Da Charlize Theron a Nicole Kidman (prima che ci pensasse il botulino), le attrici abituate al ruolo di pheega, per passare al dramma più sentito, si sono fatte mettere nasi posticci, sono ingrassate, sono state rese sfatte da ore e ore di trucco.
Lo stesso destino ha scelto di avere anche Jennifer Aniston, la per sempre Rachel, una che non è la classica bellezza, che sa essere bella anche con i suoi difetti e che soprattutto riesce nell'arduo compito di essere simpatica.
Ora però, Jennifer che ha conquistato la stima di tutti quelli che non sono certo parte del #teamAngelina, ha deciso di dare una svolta alla sua carriera, mettere da parte le commedie, anche quelle più scollacciate, e farci vedere quello che sa davvero fare: recitare.

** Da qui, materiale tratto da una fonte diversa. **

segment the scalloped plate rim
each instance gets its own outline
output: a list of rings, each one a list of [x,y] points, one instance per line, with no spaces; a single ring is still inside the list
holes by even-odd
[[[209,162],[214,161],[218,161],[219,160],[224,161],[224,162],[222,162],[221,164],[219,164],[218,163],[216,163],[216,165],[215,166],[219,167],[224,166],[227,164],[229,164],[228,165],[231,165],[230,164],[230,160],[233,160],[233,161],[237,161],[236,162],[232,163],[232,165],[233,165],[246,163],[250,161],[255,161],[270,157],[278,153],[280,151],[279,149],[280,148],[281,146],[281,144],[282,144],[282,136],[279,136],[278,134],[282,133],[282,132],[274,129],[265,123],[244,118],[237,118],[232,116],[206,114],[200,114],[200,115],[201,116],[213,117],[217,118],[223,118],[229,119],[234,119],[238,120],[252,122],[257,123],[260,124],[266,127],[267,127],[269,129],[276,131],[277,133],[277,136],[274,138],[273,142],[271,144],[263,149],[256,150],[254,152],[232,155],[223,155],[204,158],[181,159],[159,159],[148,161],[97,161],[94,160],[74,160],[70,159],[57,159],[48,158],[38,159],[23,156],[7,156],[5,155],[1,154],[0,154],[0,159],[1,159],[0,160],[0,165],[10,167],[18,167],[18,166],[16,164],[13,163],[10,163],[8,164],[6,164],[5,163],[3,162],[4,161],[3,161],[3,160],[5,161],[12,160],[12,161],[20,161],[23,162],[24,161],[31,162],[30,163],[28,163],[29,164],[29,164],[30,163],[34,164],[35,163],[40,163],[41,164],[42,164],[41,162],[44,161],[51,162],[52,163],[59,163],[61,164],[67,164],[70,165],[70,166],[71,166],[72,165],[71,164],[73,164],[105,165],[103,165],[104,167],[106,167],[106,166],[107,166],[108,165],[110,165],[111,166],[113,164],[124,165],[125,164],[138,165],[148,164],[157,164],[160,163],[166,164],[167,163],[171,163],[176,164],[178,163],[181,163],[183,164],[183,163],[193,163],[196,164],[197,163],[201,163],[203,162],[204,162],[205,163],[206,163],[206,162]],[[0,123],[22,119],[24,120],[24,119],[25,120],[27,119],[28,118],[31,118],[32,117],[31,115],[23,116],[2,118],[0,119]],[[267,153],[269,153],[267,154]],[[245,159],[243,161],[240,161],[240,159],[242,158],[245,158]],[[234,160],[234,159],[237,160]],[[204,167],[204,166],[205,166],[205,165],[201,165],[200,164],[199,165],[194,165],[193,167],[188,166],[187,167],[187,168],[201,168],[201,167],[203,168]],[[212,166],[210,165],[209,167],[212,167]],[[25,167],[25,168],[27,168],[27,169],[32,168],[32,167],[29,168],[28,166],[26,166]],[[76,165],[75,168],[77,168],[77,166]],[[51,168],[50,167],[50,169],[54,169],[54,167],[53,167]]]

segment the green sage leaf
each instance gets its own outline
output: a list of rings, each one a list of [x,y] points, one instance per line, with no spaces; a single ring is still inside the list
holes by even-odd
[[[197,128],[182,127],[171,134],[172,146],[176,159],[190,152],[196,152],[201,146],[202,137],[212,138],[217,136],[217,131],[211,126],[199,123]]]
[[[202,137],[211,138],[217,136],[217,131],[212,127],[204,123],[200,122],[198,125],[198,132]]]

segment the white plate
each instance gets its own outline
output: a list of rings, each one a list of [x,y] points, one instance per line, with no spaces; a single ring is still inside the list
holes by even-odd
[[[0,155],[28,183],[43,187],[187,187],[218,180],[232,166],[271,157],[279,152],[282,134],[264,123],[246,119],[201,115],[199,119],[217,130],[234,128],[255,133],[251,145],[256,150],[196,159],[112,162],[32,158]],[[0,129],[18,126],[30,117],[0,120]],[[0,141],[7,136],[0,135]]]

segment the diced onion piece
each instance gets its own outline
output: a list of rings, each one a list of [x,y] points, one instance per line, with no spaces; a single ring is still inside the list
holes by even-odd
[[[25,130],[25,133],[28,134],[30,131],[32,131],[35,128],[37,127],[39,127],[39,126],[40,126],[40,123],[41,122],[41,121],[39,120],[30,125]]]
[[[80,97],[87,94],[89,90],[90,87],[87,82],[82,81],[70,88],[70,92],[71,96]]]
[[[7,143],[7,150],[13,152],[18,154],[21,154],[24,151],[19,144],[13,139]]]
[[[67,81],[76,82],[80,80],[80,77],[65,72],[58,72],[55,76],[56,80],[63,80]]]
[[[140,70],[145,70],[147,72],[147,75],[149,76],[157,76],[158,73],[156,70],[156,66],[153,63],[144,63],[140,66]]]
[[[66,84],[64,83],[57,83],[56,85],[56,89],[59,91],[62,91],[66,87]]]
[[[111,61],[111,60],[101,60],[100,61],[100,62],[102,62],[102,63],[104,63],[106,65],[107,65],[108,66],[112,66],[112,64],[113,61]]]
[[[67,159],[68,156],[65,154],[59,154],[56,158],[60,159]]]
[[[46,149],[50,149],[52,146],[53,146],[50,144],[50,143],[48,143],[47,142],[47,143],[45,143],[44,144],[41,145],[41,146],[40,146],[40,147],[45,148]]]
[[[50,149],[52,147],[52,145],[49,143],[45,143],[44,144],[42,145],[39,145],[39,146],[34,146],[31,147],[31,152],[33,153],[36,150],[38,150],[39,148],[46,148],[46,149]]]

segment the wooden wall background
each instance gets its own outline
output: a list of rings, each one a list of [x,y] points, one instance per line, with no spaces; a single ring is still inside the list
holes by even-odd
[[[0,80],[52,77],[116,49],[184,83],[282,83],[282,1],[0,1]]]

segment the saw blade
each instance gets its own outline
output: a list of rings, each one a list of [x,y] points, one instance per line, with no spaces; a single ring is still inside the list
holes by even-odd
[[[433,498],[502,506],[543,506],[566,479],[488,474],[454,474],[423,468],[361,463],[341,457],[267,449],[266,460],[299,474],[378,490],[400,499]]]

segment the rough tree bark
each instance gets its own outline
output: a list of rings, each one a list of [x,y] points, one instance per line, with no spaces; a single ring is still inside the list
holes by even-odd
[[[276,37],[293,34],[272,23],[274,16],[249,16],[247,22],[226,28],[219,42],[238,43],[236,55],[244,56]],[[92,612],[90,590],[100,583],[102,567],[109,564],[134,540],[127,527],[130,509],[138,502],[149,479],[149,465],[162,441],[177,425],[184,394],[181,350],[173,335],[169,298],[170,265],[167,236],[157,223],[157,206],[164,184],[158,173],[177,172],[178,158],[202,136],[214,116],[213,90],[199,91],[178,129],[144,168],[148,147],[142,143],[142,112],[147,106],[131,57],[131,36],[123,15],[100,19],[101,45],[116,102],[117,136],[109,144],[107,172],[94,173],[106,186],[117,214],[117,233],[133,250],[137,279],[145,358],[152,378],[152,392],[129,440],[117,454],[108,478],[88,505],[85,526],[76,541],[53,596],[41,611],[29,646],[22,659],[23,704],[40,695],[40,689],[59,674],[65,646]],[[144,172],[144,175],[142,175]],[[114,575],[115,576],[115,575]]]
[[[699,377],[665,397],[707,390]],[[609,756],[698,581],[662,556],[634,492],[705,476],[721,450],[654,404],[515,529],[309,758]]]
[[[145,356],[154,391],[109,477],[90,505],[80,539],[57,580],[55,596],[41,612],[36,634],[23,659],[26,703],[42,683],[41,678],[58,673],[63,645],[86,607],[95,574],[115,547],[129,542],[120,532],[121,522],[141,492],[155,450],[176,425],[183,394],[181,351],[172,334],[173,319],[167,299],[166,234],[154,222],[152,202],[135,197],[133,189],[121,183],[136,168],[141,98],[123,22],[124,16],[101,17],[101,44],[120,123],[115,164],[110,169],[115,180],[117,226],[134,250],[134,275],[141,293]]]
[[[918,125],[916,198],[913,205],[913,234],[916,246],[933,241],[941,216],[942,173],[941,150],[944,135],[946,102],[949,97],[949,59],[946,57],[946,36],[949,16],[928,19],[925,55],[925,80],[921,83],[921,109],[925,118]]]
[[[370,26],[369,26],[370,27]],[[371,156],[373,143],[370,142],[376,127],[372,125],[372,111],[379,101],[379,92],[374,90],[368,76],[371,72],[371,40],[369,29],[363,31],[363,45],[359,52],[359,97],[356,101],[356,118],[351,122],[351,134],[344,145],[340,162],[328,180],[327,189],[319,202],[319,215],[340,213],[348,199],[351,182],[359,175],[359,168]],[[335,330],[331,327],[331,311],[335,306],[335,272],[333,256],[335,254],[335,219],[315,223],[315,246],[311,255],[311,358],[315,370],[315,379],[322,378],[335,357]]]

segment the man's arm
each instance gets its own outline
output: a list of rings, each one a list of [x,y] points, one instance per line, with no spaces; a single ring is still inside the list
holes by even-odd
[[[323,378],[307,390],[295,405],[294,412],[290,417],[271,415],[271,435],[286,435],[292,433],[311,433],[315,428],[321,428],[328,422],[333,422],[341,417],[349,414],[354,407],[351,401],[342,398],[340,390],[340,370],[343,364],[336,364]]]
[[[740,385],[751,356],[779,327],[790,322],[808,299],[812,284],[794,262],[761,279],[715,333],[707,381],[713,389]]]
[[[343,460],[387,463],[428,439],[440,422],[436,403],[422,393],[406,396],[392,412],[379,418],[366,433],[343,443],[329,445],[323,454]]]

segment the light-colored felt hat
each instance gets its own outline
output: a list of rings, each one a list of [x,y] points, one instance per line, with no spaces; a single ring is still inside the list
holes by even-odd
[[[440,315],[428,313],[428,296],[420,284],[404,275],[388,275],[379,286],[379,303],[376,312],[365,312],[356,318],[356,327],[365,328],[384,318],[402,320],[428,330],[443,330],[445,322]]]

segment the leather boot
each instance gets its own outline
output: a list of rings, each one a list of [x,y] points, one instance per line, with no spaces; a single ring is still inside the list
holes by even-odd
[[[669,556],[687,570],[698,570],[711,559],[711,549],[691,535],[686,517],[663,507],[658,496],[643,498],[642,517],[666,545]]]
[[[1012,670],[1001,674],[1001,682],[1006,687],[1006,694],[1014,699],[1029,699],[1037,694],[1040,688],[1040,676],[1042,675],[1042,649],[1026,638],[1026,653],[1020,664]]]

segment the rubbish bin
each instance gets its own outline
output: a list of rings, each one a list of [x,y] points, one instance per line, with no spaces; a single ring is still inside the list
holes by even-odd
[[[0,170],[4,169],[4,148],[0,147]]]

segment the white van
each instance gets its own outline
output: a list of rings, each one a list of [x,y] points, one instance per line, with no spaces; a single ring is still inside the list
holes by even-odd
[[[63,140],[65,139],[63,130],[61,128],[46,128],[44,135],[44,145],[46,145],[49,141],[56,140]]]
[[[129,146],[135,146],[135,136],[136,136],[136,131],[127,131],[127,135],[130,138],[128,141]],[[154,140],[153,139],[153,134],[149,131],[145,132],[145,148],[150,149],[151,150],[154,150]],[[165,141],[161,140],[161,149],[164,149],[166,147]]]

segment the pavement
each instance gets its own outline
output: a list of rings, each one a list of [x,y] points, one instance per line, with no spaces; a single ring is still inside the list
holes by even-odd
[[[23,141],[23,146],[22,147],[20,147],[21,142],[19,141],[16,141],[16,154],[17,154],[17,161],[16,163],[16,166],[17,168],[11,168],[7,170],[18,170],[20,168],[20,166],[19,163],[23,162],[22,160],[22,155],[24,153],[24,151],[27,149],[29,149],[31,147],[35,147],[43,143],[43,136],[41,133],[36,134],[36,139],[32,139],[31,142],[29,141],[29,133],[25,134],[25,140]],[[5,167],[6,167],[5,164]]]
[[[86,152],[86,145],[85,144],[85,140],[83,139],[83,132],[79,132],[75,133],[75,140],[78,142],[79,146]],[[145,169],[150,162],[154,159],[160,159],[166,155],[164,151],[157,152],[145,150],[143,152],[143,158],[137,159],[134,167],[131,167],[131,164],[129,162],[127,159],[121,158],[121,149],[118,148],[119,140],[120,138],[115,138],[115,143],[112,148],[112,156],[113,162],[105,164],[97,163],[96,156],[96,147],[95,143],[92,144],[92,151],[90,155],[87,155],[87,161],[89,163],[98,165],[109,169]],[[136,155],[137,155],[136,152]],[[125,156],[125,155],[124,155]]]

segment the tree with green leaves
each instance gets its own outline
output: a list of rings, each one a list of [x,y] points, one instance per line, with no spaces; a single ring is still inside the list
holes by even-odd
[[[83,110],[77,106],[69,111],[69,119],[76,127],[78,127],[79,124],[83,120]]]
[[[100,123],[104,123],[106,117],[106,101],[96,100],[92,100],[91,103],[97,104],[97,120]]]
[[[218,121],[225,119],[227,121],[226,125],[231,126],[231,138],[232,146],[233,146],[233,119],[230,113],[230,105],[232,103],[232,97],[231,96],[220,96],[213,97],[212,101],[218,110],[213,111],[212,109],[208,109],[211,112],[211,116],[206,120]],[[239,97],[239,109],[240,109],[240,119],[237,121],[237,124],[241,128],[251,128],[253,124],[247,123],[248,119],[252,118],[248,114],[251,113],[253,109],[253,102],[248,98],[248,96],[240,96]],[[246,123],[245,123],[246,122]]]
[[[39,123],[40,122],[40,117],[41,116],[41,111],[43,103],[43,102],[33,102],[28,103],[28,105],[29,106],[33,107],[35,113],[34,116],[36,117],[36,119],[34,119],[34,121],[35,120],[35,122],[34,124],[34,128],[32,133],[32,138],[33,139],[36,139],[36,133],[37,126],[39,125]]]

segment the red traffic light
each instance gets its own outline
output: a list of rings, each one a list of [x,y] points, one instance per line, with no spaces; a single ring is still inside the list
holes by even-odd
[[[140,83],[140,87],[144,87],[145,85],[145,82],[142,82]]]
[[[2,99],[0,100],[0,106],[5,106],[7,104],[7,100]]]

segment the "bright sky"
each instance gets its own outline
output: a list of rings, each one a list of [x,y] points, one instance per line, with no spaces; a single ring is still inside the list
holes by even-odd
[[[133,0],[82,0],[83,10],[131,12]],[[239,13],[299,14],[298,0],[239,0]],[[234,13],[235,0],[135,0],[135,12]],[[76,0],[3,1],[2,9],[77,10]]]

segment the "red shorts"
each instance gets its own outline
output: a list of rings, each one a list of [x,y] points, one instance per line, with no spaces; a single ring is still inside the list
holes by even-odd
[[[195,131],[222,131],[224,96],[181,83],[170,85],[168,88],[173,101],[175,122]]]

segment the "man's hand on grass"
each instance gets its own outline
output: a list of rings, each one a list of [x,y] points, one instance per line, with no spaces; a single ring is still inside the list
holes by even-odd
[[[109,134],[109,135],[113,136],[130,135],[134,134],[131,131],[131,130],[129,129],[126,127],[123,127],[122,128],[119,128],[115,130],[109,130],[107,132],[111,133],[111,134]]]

Il ruolo prescelto non è certo dei più semplici, è quello di una donna depressa ma prima di tutto arrabbiata, con un trauma passato che capiremo man mano, con un carattere difficile, che non si vuole piegare, né all'oggi né al dolore.
Per entrare nei panni dell'ex avvocato Claire, va da sé, Jennifer si è imbruttita.
Perchè Claire ha subito un grave incidente, i cui segni si vedono sia nel suo viso e nel suo corpo costellati da profonde cicatrici, che nel nel suo interno, incapace di abbandonarsi, di fermarsi come di andare avanti.
Nemmeno il gruppo di sostegno per il dolore cronico la accetta, la sbatte fuori per quel suo carattere instabile che non aiuta gli altri membri, che non ha aiutato certo Nina a cambiare idea di fronte ad un suicidio che ha lasciato un marito arrabbiato e un figlio traumatizzato alle spalle.
Il suicidio diventa così un'ossessione per Claire, che conoscerà quel marito, che ci proverà a farla finita, per mettere a tacere quel male che ormai nemmeno le pillole e l'alcool sanno fermare.
E sembra non bastare la buona volontà, la cura che una colf messicana si prende per lei, non basta quella nuova amicizia che nasce o quella torta tanto desiderata.
E le cadute, si fanno più pesanti delle salite.
Era una scommessa difficile quella che Jennifer Aniston ha giocato con se stessa: abbandonare un ruolo che continua a darle successo, mettere da parte la sua bellezza che a 40 anni sembra fiorire nuovamente, mostrarsi sfatta, imbruttita, segnata, con un carattere altrettanto difficile,
E senza girarci troppo attorno, la scommessa Jennifer l'ha vinta.
Perchè la sua Claire riesce ad essere credibile, riesce a divertire, urtare, spazientire e immedesimare, non cadendo nel classico cliché della bisbetica da domare o nel potere salvifico dell'amore.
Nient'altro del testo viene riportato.